いつの日も届かない、とはこのことか、いや、はやく行かなかったからか。

 

 九月、思わぬ形で虫取りをする羽目になった。息子が登下校の途中で見つけたという

大カマキリの餌としてバッタを捕るというのである。虫かごの中には見事なカマキリ先生が鎮座しましていて、ちゃんと草葉が入れてある。立派な姿に、捨てて来い、という言葉を飲み込んで翌朝、裏の田んぼの畦道を探索することにした。

 

 何十年ぶりかの虫取り網である。僕は中年になったが、足元の草叢をバッタが飛び跳ね、頭上をしおからトンボが飛翔する。空は白い雲の彼方に青く拡がり、東の山際から太陽はギラギラ輝いている。世界は何一つ変わってはいなかった。

 

 最初は網を弄んでいたが、慣れとは怖いもの。バッタの姿を茎の裏やら葉の裏などに見分けられるようになった。こうなれば簡単だ。力任せに網を叩きつけている息子を尻目に、ひょい、と網を虫の上に置く。後は網の中の草と虫の仕分けをする。茎に留まっているやつを掬い上げる。網の中から出す。これを繰り返して20匹くらい採った。

 

 まだ青い稲穂を湛えた田んぼを囲う猪除けの網は昆虫たちの格好の日光浴の場所らしい。これまた多くのバッタを取ることができた。しかし、ここにはもう一人のハンターも来ていた。

「パパ、見てみて!」

なんともう一匹カマキリを捕まえてしまった。腹が大きいハラビロカマキリだ。なんということだ。
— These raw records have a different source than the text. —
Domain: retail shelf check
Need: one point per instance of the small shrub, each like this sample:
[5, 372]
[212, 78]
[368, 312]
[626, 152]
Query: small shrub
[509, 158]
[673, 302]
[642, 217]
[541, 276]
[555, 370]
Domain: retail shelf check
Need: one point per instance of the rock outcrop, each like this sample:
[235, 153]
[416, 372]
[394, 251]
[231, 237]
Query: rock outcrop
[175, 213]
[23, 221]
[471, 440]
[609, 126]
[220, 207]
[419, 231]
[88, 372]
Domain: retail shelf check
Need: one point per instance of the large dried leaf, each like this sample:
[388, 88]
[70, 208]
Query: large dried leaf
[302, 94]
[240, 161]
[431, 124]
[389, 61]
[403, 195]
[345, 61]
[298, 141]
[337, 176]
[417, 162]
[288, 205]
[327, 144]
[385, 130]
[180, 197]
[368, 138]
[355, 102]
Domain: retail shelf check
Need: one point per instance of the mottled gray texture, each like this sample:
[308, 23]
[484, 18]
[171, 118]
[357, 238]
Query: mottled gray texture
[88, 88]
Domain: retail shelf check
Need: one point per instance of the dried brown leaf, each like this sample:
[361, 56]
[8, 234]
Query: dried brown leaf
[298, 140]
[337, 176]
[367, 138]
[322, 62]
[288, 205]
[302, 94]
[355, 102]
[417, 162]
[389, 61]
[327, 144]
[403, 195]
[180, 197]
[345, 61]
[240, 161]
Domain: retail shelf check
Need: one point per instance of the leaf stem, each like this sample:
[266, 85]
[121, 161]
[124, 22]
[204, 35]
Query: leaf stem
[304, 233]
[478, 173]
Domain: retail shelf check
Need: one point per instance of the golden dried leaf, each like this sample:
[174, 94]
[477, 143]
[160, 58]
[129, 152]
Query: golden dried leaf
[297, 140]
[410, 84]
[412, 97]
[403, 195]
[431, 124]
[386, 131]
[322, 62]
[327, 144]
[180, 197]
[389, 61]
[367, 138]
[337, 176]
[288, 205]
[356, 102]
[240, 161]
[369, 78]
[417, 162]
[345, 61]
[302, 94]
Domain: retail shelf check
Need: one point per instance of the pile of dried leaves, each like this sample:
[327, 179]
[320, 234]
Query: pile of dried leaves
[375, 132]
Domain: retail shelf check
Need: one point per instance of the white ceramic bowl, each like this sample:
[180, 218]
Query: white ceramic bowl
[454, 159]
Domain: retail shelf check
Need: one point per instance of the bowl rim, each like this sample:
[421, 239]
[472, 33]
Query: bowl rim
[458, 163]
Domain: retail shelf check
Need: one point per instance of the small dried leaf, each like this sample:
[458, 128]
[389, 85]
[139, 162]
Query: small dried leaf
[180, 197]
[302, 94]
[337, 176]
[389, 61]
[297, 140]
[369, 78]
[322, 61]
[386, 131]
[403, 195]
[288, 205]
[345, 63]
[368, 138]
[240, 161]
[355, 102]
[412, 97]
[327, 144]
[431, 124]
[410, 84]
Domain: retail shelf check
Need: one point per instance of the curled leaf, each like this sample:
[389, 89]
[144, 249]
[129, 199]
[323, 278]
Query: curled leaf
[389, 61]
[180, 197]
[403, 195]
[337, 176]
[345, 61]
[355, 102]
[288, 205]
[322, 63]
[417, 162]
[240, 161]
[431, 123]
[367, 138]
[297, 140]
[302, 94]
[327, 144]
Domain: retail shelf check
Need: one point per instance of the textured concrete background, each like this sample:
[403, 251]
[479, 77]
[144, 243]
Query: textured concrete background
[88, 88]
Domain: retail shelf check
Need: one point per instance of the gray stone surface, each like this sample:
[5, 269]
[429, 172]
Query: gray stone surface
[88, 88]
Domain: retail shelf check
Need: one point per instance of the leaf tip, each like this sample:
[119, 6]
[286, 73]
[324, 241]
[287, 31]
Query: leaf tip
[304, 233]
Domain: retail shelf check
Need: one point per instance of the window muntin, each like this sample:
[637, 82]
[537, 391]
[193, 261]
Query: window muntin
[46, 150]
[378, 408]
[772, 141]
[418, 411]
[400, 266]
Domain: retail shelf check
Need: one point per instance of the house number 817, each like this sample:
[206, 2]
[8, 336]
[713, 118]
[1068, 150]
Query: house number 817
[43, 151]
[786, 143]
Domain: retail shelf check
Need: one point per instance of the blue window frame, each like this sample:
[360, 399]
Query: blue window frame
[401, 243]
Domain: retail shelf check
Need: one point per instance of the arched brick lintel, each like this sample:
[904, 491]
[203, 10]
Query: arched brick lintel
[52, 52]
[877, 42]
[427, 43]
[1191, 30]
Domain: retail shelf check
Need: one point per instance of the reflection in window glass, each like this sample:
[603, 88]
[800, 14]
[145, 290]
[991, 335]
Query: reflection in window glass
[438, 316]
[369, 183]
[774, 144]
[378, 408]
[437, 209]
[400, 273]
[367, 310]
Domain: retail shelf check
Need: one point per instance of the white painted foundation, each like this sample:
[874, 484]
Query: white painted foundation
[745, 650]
「ねえ、このバッタ全部餌になるんだよねえ。パパ、あんまり気乗りしないんだケド」

「このカマキリまでは無理じゃない?食べる奴が2倍とか・・・」

「嫌、もって帰りたい!」

 

 結局、ハラビロカマキリも捕まえて帰ることになった。道すがら、軽トラのオジサンとすれ違う。

「何がとれますか」

「イヤー、バッタばっかりで」

照れ笑いしながらウキウキの子供の背を追った。虫籠の中を覗く息子の帽子を見下ろしながら中米のジャングルとは程遠いが、これが僕の辿りついたエルドラドともいえるのだろう、と思えた。

 

 まあ、あと一つ子供のころに描いたエルドラドがあるんですけどね。「できるかな」のスタジオで、ノッポさんと工作して遊びたかったんです。